Opéra, 10 mai
Réunissant l’Opéra de Rennes, Angers Nantes Opéra, l’Opéra Grand Avignon et l’Opéra de Toulon, cette nouvelle production de Die Fledermaus (Vienne, 1874) a tous les atouts de son côté : distribution pétillante, orchestre et chef pleins d’allant, mise en scène ingénieuse, décors astucieux, costumes élégants…
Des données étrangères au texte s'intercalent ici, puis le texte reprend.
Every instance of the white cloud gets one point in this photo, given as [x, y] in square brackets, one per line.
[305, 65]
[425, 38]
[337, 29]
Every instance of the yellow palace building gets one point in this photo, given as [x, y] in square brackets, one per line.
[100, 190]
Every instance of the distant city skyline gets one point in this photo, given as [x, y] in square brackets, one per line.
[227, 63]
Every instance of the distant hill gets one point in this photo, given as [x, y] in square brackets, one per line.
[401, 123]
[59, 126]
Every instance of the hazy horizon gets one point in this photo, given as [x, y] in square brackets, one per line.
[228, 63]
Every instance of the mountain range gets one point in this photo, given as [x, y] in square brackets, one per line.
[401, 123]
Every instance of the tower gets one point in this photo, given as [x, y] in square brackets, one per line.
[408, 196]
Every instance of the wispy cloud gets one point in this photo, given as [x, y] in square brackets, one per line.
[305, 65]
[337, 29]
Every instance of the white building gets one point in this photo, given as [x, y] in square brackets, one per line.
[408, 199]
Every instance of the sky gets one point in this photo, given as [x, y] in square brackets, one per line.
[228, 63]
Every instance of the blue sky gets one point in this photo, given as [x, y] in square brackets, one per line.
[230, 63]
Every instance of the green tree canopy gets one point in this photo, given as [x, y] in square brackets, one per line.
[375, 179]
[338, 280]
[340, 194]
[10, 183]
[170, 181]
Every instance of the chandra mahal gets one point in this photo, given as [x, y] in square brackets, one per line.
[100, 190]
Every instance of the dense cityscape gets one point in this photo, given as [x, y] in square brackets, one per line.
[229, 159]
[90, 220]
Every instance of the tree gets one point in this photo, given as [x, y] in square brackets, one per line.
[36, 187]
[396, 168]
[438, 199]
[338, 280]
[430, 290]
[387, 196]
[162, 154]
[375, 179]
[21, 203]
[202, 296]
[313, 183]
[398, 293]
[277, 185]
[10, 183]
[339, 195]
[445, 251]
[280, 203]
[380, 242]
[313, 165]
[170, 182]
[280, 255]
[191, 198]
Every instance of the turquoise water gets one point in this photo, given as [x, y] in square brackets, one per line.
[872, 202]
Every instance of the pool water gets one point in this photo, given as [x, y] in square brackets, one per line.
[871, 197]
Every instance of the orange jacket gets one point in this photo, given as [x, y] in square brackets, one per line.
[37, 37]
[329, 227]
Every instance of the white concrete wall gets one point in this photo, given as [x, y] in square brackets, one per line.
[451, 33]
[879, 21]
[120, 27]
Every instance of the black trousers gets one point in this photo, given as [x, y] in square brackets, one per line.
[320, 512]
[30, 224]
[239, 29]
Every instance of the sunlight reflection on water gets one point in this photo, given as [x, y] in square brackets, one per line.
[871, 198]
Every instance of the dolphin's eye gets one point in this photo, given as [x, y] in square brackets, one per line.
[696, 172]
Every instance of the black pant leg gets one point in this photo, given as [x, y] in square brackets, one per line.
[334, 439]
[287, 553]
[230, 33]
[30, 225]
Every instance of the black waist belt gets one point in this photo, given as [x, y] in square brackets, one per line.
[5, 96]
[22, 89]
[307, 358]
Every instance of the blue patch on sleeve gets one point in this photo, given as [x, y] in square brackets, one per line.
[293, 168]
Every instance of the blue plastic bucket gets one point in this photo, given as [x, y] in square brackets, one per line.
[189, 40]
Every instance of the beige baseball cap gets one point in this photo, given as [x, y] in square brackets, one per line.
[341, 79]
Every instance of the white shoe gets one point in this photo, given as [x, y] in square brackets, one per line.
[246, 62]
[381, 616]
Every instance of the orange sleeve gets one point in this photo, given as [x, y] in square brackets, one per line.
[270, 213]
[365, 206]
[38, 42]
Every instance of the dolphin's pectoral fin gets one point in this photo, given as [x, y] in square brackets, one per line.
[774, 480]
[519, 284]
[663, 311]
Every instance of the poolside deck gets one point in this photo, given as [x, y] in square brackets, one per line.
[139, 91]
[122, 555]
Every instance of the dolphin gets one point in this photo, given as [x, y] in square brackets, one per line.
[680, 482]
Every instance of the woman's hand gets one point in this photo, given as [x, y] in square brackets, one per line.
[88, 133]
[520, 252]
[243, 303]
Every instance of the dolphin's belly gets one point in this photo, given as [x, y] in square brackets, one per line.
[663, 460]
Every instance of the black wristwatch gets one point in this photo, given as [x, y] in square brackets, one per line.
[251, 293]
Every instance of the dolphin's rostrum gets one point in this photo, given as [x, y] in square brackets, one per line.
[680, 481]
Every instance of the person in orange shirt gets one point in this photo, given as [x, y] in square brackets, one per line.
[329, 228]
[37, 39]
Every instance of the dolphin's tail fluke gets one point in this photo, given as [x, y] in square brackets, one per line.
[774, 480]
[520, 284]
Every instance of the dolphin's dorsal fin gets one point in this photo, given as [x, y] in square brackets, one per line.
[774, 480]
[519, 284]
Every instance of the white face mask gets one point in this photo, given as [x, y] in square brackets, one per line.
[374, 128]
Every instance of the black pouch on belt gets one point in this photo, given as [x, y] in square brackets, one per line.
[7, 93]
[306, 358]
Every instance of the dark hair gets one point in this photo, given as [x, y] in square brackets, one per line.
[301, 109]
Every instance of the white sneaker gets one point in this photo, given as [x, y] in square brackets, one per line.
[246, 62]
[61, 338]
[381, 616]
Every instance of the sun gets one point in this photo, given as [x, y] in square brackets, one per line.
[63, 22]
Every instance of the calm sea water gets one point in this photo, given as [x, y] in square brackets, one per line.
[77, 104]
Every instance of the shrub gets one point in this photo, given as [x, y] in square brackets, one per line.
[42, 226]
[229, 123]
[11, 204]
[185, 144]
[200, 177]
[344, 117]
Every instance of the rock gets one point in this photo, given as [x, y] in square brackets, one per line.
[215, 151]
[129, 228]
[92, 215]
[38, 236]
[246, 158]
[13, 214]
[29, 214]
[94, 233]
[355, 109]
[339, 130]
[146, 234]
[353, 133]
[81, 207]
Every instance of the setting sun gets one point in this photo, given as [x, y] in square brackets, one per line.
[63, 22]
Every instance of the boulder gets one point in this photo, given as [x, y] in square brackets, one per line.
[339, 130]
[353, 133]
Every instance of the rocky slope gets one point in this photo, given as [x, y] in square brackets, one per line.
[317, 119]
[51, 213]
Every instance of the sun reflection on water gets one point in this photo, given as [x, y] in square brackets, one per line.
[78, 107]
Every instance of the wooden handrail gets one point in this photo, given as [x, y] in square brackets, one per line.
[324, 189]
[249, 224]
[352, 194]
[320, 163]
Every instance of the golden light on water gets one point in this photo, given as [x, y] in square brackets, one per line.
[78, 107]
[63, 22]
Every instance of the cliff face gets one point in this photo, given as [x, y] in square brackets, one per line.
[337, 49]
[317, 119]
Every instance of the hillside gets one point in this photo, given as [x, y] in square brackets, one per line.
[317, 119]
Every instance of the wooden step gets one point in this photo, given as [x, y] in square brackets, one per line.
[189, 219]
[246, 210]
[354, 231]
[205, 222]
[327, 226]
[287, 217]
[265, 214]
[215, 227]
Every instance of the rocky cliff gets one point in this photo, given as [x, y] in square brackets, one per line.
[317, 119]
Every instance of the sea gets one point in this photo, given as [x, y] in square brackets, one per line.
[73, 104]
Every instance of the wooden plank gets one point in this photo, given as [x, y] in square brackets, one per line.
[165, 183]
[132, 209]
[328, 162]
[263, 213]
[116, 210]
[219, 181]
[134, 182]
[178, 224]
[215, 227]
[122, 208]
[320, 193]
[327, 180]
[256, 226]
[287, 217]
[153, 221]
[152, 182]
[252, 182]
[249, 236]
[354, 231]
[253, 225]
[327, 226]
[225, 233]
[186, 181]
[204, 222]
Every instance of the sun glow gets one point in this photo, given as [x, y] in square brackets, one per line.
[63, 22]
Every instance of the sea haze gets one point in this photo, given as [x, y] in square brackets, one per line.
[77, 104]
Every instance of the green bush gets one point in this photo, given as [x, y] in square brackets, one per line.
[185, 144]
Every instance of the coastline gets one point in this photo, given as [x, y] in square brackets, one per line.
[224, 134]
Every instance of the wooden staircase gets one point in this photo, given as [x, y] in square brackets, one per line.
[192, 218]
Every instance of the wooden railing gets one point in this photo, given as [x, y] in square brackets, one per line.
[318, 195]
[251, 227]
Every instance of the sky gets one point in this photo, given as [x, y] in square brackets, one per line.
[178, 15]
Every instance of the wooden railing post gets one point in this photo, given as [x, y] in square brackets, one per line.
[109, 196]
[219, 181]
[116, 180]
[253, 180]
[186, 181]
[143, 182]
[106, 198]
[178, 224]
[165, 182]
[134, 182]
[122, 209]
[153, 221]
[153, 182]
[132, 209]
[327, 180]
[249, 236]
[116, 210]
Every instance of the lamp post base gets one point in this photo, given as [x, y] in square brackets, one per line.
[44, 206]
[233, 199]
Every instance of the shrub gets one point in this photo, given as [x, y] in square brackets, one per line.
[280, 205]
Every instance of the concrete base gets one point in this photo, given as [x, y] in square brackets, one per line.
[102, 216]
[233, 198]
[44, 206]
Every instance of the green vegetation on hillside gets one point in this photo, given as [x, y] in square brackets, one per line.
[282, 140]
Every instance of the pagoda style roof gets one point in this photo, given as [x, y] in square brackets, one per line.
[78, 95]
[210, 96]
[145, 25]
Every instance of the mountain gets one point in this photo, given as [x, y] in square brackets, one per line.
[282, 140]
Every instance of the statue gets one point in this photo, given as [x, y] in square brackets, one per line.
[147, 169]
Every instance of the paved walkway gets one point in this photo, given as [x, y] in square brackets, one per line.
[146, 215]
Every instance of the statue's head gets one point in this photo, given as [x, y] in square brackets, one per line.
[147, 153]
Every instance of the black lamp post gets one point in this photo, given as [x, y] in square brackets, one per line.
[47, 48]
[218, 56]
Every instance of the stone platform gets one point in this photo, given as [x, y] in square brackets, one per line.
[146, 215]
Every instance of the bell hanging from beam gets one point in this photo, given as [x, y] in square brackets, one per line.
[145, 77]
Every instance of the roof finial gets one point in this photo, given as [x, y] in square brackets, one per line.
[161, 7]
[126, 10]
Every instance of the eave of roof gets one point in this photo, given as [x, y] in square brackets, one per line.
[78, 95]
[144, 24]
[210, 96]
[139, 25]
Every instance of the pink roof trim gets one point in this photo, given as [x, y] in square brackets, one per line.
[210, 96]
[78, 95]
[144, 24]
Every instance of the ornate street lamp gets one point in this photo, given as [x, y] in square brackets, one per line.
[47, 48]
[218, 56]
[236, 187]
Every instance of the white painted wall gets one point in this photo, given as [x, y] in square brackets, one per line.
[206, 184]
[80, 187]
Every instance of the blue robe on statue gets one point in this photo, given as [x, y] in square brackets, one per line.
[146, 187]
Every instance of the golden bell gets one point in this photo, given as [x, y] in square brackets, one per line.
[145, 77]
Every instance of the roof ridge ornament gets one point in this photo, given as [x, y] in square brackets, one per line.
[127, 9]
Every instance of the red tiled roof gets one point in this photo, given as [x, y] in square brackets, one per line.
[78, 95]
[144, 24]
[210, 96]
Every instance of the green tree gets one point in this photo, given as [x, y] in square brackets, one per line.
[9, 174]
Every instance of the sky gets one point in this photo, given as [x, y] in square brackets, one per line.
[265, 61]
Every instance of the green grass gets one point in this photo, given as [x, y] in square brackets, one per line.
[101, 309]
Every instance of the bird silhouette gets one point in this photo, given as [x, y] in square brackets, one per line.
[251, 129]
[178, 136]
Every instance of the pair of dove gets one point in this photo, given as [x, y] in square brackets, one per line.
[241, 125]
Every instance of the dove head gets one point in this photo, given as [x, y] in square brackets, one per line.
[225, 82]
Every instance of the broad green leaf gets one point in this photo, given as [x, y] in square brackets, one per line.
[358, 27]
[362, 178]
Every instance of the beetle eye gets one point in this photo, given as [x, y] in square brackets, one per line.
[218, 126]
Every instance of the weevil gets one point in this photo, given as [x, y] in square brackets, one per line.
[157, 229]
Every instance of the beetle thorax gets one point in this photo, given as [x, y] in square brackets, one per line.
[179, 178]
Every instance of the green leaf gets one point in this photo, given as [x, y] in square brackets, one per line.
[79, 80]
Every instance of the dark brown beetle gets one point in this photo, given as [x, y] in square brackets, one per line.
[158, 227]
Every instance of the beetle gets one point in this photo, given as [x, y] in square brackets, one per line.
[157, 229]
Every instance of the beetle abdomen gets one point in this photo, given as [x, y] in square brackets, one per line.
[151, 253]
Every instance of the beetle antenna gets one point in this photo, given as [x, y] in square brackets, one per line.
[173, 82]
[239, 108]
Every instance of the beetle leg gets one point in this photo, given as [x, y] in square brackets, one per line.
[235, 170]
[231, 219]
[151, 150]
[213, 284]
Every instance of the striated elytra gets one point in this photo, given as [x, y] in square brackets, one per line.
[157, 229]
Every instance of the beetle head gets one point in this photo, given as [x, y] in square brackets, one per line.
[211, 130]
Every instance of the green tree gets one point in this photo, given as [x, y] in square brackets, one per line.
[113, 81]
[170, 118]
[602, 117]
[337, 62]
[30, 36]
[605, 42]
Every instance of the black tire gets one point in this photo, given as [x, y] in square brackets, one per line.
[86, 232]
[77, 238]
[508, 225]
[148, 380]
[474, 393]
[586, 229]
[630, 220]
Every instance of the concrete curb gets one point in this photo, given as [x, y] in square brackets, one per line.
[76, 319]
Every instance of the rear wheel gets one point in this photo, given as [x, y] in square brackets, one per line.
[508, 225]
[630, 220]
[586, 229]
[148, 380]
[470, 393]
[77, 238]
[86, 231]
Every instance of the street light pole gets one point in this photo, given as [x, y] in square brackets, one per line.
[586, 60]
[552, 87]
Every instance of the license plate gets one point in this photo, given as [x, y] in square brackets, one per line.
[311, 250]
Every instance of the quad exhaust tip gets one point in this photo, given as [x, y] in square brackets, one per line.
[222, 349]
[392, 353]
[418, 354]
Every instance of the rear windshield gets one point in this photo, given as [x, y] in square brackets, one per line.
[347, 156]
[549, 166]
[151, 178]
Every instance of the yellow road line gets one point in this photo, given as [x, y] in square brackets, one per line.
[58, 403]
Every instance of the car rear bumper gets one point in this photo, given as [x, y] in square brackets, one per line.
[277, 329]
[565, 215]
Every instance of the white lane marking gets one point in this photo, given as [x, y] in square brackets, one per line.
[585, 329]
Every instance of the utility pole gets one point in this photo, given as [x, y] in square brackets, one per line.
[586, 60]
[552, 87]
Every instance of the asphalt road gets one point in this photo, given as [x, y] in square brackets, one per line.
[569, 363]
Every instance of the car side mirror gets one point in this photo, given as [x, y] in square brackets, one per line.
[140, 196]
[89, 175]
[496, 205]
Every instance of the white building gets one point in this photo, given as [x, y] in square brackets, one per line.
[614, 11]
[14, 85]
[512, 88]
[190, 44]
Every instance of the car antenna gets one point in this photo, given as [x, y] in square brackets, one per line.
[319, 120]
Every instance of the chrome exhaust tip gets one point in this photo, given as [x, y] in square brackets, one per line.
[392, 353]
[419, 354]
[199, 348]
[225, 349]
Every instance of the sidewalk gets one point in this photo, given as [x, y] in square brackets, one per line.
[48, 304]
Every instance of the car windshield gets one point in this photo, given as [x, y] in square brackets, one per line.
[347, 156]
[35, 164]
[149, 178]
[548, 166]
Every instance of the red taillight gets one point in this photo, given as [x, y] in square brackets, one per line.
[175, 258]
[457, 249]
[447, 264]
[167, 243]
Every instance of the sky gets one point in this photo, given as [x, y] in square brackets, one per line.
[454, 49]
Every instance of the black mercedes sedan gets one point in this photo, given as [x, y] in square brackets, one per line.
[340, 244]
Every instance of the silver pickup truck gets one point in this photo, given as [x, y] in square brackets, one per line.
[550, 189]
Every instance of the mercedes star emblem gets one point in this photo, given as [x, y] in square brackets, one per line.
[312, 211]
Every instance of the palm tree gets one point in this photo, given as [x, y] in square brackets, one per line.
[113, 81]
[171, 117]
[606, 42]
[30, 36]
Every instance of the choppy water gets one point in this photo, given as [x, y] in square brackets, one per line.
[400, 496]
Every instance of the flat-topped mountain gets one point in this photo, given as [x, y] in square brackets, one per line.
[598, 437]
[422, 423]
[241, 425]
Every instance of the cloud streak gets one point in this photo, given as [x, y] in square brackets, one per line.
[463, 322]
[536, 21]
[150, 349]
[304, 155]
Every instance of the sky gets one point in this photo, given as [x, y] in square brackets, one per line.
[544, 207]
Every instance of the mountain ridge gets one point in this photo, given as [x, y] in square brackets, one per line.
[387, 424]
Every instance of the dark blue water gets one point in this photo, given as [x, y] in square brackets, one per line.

Jean Lacornerie prend le parti de donner les morceaux chantés en allemand et les textes parlés en français, et il invente une protagoniste importante : la Narratrice. Elle interprète les dialogues, et permet de s’y retrouver dans le dédale de personnages ayant tendance à mentir et à se déguiser. La comédienne Anne Girouard (Guenièvre dans la série télévisée Kaamelott !) l’incarne avec beaucoup d’abattage. Elle joue aussi Frosch, le geôlier porté sur la bouteille ; son numéro est amusant, mais un tantinet longuet.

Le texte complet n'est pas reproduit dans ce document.